En la obra, César volaba en un arnés.
—Ya estoy grande para el arnés —le dije, y sonrió.
—Y te quería proponer si querés hacer El viejo príncipe conmigo.
¡Me había encantado!
—Y también si querés sumarte a Karamazov.
—Y si querés hacer una obra que va a suceder en una estación de trenes.
Dejó de masticar, sonreía y miraba la hora. Nunca me había pasado algo parecido. Me fui caminando confundido, contento y orgulloso. César me había formado desde siempre, desde leer sus textos teóricos y ver sus obras, sus documentales. A todo le dije que sí. A una semana de estrenar La voluntad, fragmentos para Simone Weil en el nuevo Teatro del Pueblo, apareció la pandemia. Vino el encierro, y César quedó del otro lado del Atlántico. Desde entonces no nos vimos más. Ensayamos por zoom la obra de “la estación” varias veces, con todo un grupo diseminado por el mundo. A veces nos escribimos. La última vez le pregunté si podía usar unos textos de La vocación para la puesta de Timbre 4, y su respuesta fue absolutamente generosa. Construyó en pandemia un nuevo teatro de madera en las montañas del norte de Italia.

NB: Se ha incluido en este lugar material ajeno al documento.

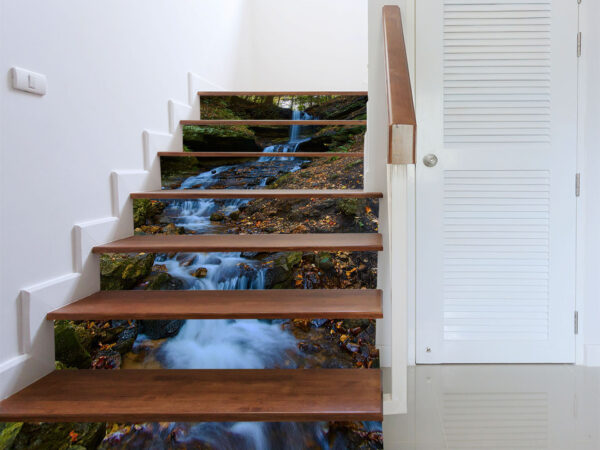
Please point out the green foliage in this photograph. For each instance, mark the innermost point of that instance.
(71, 342)
(123, 271)
(197, 132)
(144, 210)
(8, 434)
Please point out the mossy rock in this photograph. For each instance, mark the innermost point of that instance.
(124, 271)
(236, 138)
(8, 434)
(325, 261)
(72, 343)
(293, 259)
(145, 210)
(58, 436)
(162, 281)
(281, 275)
(160, 329)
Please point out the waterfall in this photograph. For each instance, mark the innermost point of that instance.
(293, 141)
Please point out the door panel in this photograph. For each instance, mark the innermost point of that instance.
(496, 103)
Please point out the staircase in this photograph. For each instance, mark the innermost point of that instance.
(246, 294)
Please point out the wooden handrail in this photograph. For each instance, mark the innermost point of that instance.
(401, 109)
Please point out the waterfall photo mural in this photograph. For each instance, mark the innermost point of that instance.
(253, 161)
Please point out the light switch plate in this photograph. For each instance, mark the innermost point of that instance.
(28, 81)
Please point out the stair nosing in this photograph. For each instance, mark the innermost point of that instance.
(212, 154)
(206, 243)
(255, 193)
(280, 93)
(274, 122)
(198, 395)
(221, 304)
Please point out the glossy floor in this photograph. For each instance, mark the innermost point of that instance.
(499, 407)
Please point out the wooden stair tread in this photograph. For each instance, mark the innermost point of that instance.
(256, 193)
(279, 93)
(242, 304)
(274, 122)
(261, 154)
(244, 242)
(198, 396)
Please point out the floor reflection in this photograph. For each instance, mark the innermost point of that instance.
(499, 407)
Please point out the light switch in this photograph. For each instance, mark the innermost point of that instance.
(28, 81)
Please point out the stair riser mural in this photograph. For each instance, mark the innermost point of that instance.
(204, 436)
(283, 107)
(282, 172)
(249, 216)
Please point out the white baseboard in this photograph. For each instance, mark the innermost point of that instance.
(19, 372)
(385, 355)
(592, 355)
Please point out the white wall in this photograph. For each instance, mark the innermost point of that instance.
(589, 165)
(111, 68)
(308, 45)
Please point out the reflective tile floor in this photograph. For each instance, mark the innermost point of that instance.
(499, 407)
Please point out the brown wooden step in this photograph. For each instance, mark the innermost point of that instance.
(242, 304)
(278, 93)
(274, 123)
(261, 154)
(255, 193)
(245, 242)
(198, 396)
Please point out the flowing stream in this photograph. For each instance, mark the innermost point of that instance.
(231, 344)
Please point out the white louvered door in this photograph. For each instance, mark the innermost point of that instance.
(496, 102)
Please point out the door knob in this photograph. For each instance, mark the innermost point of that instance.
(430, 160)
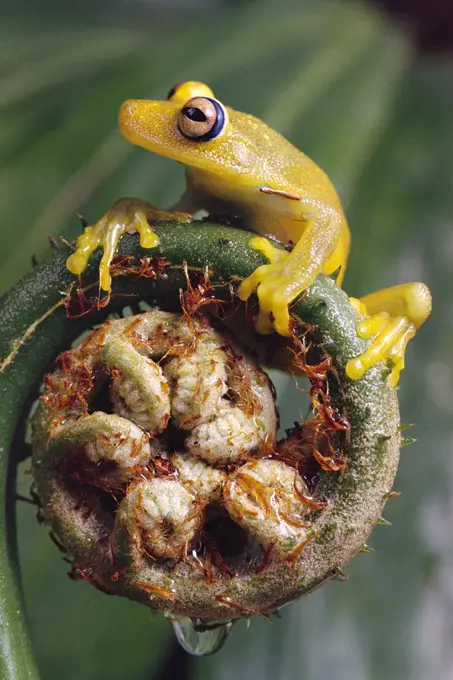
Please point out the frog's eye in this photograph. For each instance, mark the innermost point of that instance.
(173, 90)
(202, 119)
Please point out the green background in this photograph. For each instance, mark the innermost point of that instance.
(346, 87)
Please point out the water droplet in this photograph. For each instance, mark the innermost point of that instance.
(200, 639)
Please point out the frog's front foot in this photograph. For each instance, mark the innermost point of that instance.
(128, 214)
(403, 310)
(276, 286)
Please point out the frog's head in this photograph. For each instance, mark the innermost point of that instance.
(196, 129)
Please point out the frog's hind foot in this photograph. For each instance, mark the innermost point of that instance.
(392, 317)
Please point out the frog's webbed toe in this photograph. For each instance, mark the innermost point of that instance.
(276, 286)
(127, 215)
(392, 317)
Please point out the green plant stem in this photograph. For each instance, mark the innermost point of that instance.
(35, 329)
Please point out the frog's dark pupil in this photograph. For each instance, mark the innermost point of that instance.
(192, 113)
(172, 91)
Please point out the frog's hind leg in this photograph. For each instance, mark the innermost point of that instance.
(392, 317)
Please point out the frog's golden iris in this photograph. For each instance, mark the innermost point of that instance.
(202, 119)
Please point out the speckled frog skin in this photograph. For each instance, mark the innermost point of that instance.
(237, 165)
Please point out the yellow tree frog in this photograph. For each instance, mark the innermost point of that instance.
(236, 164)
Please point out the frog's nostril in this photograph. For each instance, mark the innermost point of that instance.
(127, 110)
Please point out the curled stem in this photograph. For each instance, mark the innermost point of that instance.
(35, 328)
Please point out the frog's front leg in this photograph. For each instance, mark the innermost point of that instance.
(392, 317)
(288, 274)
(127, 215)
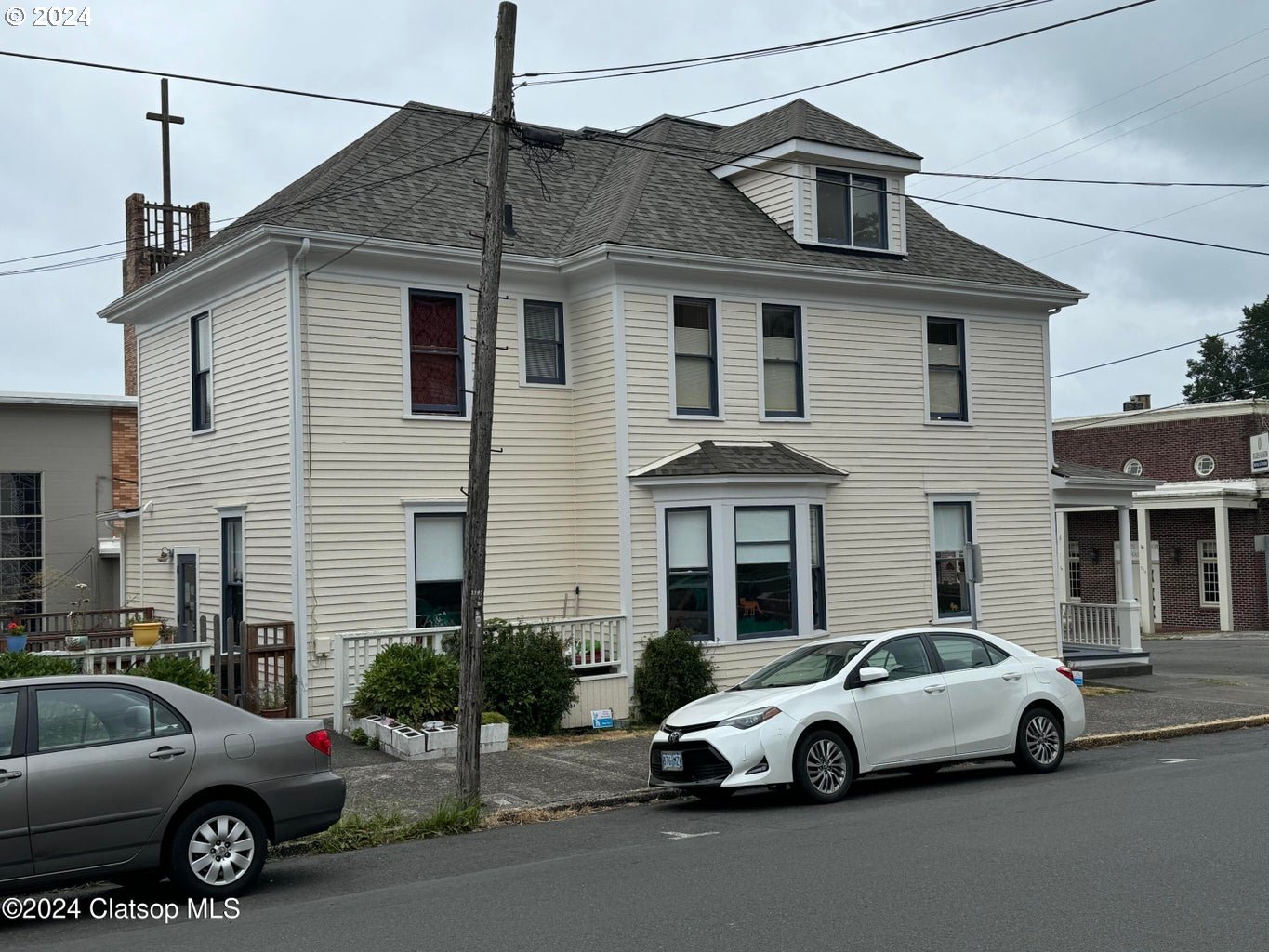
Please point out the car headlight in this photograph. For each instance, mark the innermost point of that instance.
(750, 719)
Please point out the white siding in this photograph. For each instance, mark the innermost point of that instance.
(866, 377)
(244, 461)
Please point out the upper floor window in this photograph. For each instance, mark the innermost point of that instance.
(543, 341)
(782, 361)
(201, 367)
(945, 340)
(437, 377)
(851, 209)
(695, 357)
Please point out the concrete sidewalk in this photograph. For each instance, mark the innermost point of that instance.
(1196, 681)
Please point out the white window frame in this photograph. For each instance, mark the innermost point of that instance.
(1214, 562)
(975, 612)
(413, 509)
(720, 389)
(966, 353)
(523, 344)
(802, 364)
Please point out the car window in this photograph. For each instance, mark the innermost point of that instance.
(7, 721)
(903, 657)
(959, 653)
(72, 718)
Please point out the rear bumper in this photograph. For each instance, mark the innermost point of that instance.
(302, 805)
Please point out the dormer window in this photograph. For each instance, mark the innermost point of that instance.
(851, 209)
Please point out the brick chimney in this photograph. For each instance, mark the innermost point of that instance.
(156, 238)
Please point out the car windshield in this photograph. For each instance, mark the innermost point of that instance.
(807, 666)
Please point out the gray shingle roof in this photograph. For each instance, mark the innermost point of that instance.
(410, 179)
(769, 458)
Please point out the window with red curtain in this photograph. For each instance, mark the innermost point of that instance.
(435, 353)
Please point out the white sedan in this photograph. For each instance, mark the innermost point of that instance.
(830, 711)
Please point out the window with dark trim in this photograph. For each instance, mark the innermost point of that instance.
(201, 371)
(695, 357)
(543, 341)
(851, 209)
(782, 361)
(945, 341)
(689, 572)
(437, 377)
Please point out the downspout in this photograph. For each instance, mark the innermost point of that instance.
(298, 569)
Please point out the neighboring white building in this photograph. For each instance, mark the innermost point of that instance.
(747, 388)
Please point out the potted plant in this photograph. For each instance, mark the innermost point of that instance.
(145, 632)
(16, 638)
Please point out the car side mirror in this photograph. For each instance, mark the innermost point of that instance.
(869, 676)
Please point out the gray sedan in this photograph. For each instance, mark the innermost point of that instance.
(125, 778)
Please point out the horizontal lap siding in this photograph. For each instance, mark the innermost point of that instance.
(866, 393)
(244, 461)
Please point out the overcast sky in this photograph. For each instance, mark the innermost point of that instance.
(75, 141)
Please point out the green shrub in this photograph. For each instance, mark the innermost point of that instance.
(527, 677)
(409, 683)
(33, 664)
(184, 671)
(671, 673)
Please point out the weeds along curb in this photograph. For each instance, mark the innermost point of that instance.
(1179, 730)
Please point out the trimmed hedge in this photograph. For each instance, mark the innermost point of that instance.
(671, 671)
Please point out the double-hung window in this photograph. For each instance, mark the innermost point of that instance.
(438, 569)
(543, 341)
(851, 209)
(689, 572)
(782, 361)
(765, 573)
(201, 371)
(695, 357)
(953, 532)
(945, 341)
(437, 377)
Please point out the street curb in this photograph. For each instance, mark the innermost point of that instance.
(1179, 730)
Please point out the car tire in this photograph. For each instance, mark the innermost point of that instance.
(823, 767)
(1040, 742)
(226, 829)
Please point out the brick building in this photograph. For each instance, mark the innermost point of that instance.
(1200, 521)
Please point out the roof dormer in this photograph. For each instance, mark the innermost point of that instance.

Nos juntamos la semana siguiente con el grupo en una casa a leer. No había luz. Prendimos velas y antes de terminar la lectura la luz volvió. Había conmoción en el aire. Trabajamos arduamente e hicimos Un íntimo viaje después del final. El espacio, también nuevo, no es de madera. Es teatro y es un hogar, está en pleno Villa Crespo, y se llama así por una abuela, Ñaca.
Para esta columna le pedí al grupo que escriba unas palabras sobre como sienten el proceso hoy, luego de atravesar tantas etapas. Y en esta constelación de frases aparecen: “Conocer a César, leer sus textos, me sirvió para entender que la puesta despierta la sensibilidad de los actores convirtiendo la poesía en acción”. “Es un proceso que nos estamos dando. Una posibilidad de nutrir un material y nutrirnos”. “Una obra es una prueba. Se enreda lo pensado con lo que emerge, con eso difuso que hay que atrapar. Pensamos entonces en tomar tangencialmente lo que esa situación demasiado real nos brindaba. Porque cada instancia creativa, quiere liberarse de su nacimiento.” “Un gran salto al abismo, un gran acto de fe que se sigue construyendo.” “Desarmar, volver a armar las escenas. Otros lugares, otros movimientos. Las infinitas posibilidades de contar un texto.” “El proceso fue mutando desde una idea del desmoronamiento a la idea de transformación a partir de los textos de César. Su propia transformación de aquel joven sin rumbo al artista que hoy es. Imágenes de alegría, de tristezas, de miedos, de desafíos, en un plano onírico.” “Un recorrido de años en un busca de un punto suspensivo que detenga la intensidad del tiempo.”
*Un íntimo viaje después del final, dramaturgia y dirección de Manuel Vignau. Desde el domingo 19 de marzo, todos los domingos a las 20 en Teatro ÑaCa (Julián Álvarez 924, Villa Crespo, C. A. B.A. Entrada: $2000 por Alternativa.